5. Add Hazard Entries
For each identified hazard:
- Click the ➕ icon next to the operational phase row
- Fill in the Situation Analysis column group:
- Operational Situation: Describe the specific driving context (free text, 250px wide)
- Complete Hazard Identification columns:
- Hazard Name: Short title (e.g., “Delayed braking activation”)
- Description: Detailed hazard description (300px wide)
- Cause(s): What could trigger this hazard
- Consequence(s): Potential harms to occupants/road users
Switch to the HARA Classification view using the view selector at top-right, then rate each hazard:
| Parameter | Scale | Definition |
|---|
| Severity (S) | S0–S3 | Injury severity (S0=none, S3=life-threatening/fatal) |
| Exposure (E) | E0–E4 | Operational situation probability (E0=incredible, E4=>50% of time) |
| Controllability (C) | C0–C3 | Driver’s ability to prevent harm (C0=>99%, C3=<90%) |
The ASIL column auto-calculates using the ISO 26262-3 determination matrix:
| Condition | Result |
|---|
| S=0 OR E=0 OR C=0 | QM (no ASIL requirement) |
| S3 + E4 + C3 | ASIL D (highest) |
| S2 + E3 + C2 | ASIL C |
| S1 + E2 + C1 | ASIL A (lowest) |
ASIL cells display color backgrounds: QM (gray), A (green), B (orange), C (red), D (purple). High-integrity requirements (ASIL C/D) trigger dashboard alerts requiring safety mechanisms and verification rigor.
7. Derive Safety Goals
For hazards with ASIL A–D:
- Switch to Safety Goals view
- In the Safety Goal column, click ** Create Link**
- This creates a new
safetyGoal work item with:
- Inherited ASIL from parent hazard
- Bidirectional
derivedFrom link
- Auto-populated SG ID reference
- Fill in Safety Goal Title describing the required safe state
Example: For hazard “Failure to detect obstacle - no braking” (ASIL D), create safety goal “SG-02: Ensure obstacle detection reliability”.
8. Document Rationale
In the HARA Rationale column (300px text field):
- Justify each S/E/C rating with analysis data, standards references, or expert judgment
- Document assumptions (e.g., “E3 assumes 30% highway driving per usage profile”)
- Note any uncertainties or conservative estimates
ISO 26262 compliance requires documented rationale for all ASIL classifications. Missing rationale will trigger warnings in the HARA Report and compliance scorecard.
9. Save and Validate
- Click Save in the risksheet toolbar
- From the document actions menu, select ** Validate**
- Check for warnings:
- Incomplete assessments (missing S/E/C ratings)
- Unlinked high-ASIL hazards (C/D without safety goals)
- Empty rationale fields
10. Verification
You should now see:
- ✅ Document listed in Risks space dashboard under HAZID/HARA type
- ✅ ASIL distribution statistics on Home dashboard (QM/A/B/C/D counts)

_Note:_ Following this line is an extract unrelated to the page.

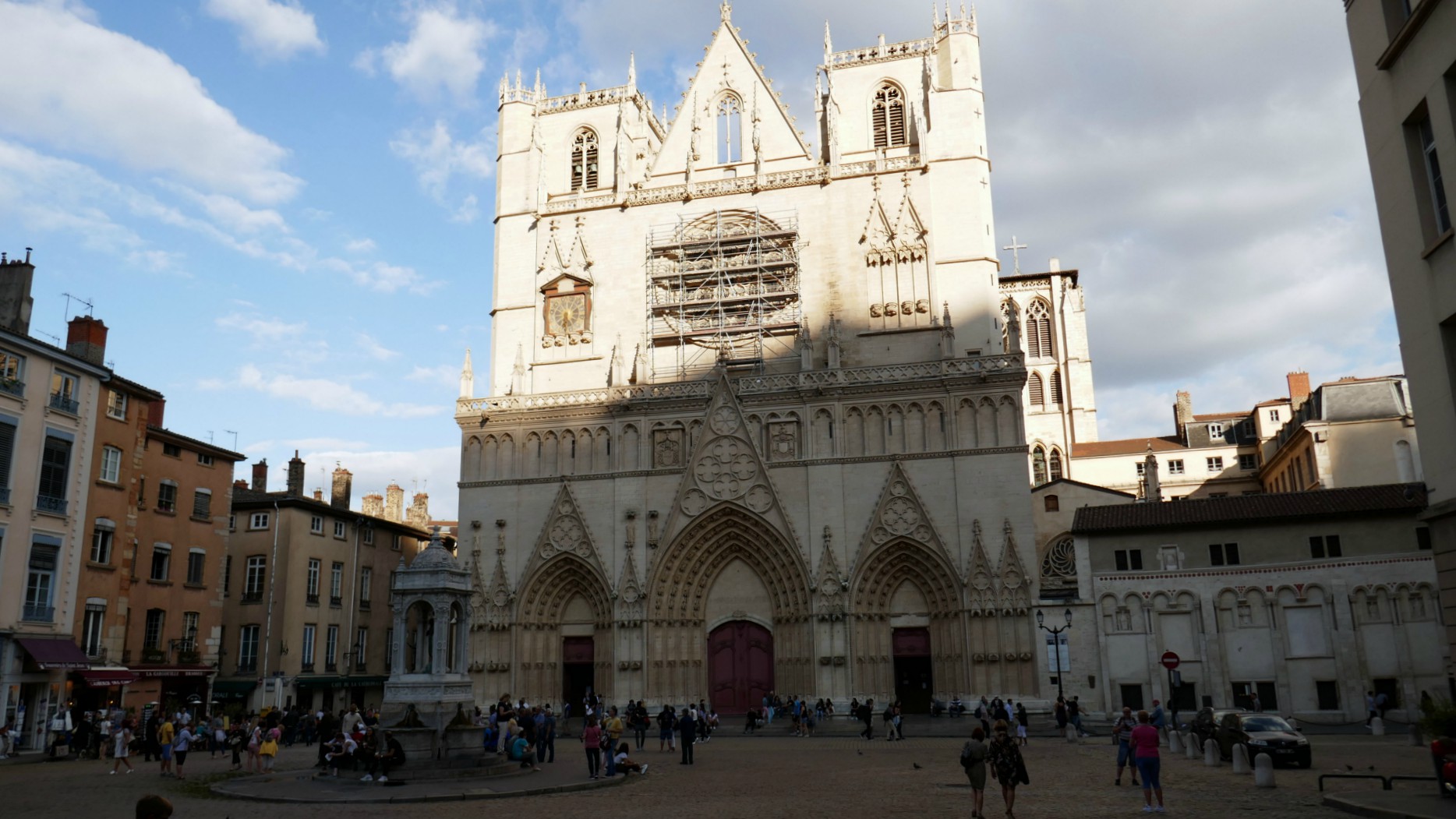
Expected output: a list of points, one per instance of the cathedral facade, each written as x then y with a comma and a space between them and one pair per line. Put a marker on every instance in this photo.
750, 421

- ✅ Safety goals appearing in Safety Readiness Scorecard
- ✅ High-ASIL alert (if any ASIL C/D hazards exist) on Home page
- ✅ Traceability links between hazards and safety goals in RTM reports
Progressive Workflow Views
The HARA template provides four stage-specific views:
| View | Focus | Columns Visible |
|---|
| Situation Analysis | Operational context | System Element, Category, Phase, Operational Situation |
| Hazard Identification | Causes and consequences | Hazard name, Description, Cause(s), Consequence(s) |
| HARA Classification | S/E/C/ASIL rating | Severity, Exposure, Controllability, ASIL, Rationale |
| Safety Goals | Mitigation linkage | SG ID, Safety Goal Title, SG ASIL (inherited) |
Switch views using the dropdown at top-right to focus analysis by stage.
Common Pitfalls
Setting any parameter to zero (S0, E0, or C0) forces ASIL = QM regardless of other values. Verify that truly non-hazardous situations warrant zero ratings per ISO 26262-3 definitions.
Safety Goals automatically inherit ASIL from parent hazard via inheritASIL formula. Do not manually override SG ASIL—correct the hazard S/E/C rating instead.